Flipping the calendar over to December starts visions of sugar plums -- or at least sugar plum fairies -- dancing in my head. In the last several years, The Nutcracker has become a serious seasonal tradition in our household, so I've come to associate the last month of the year with the ballet much more than I once did. In another week, another R. Faires -- my eight-year-old budding arts reporter Rosalind -- will fill you in on this year's Ballet Austin production of that Yuletide perennial, but in the meantime I have some other items about the company that deserve to be passed along. First and foremost, a belated congratulations to Michelle Martin on her appointment to the position of associate artistic director. The longtime director of the Ballet Austin Academy is filling the spot left vacant when Stephen Mills was appointed artistic director in February, 2000. Her new job will require Martin to support Mills in creative and managerial roles, to assist in his work with the company, the media, and the community, and to be his surrogate when Mills is out of the city -- in short, to be one of BA's leaders. Martin certainly has the background for the job, having danced with the company, served as its ballet mistress from six years, directed the BA Academy, and founded its apprentice program, Ballet Austin II, which provides professional development for the 10-member second company. When BA executive director Cookie Gregory Ruiz says, "Michelle is the ideal person for this position," that's what she's talking about.
Second, congrats to the entire Ballet Austin organization on its recent $175,000 grant from the Meadows Foundation. The funds will support the company's efforts to tour its work to rural communities of Central Texas, with portable equipment that will allow the company to perform in facilities that might lack adequate equipment for that type of presentation, to present a range of family-oriented ballets that will appeal to audiences of all ages, to provide arts education programming in the public and private schools of those communities, and to provide professional development for sponsors in fundraising, marketing, public relations, special events, and arts education.
The Count for Bodycount
Bodycount isn't the sort of event one really wants to rejoice over marking its 10th anniversary. After all, its purpose was and is to commemorate World AIDS Day, and that day is one day we'd just as soon wipe off the calendar forever. Still, Bodycount has become a way to mark that day with something that is beautiful, serene, even transcendent, and the fact that it is a tradition now, of a full decade's standing, is a testament to event creator Sally Jacques and the many individuals and organizations that have contributed to its existence through the years. The community owes them all a thanks, and perhaps the best thanks would be to join in it this year. The event will be held Friday, December 1, 6:30pm, at Barton Springs Pool. Call 444-1672 for more information.
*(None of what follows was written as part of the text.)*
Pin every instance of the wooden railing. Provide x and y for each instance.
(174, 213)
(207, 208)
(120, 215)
Rude Mechanicals continues its successful (and entertaining) "Brunch with the Artist" series this Sunday, December 3, with Kurt Heinzelman. The UT professor of English and Michener Center for Writers faculty member will be reading some of his celebrated poetry while guests munch (softly) on the delicious coffee and brunch offerings at Gaby and Mo's. A $10 cover gets you into the event and a copy of Heinzelman's latest book of poetry, The Halfway Tree. For more info, call 476-RUDE.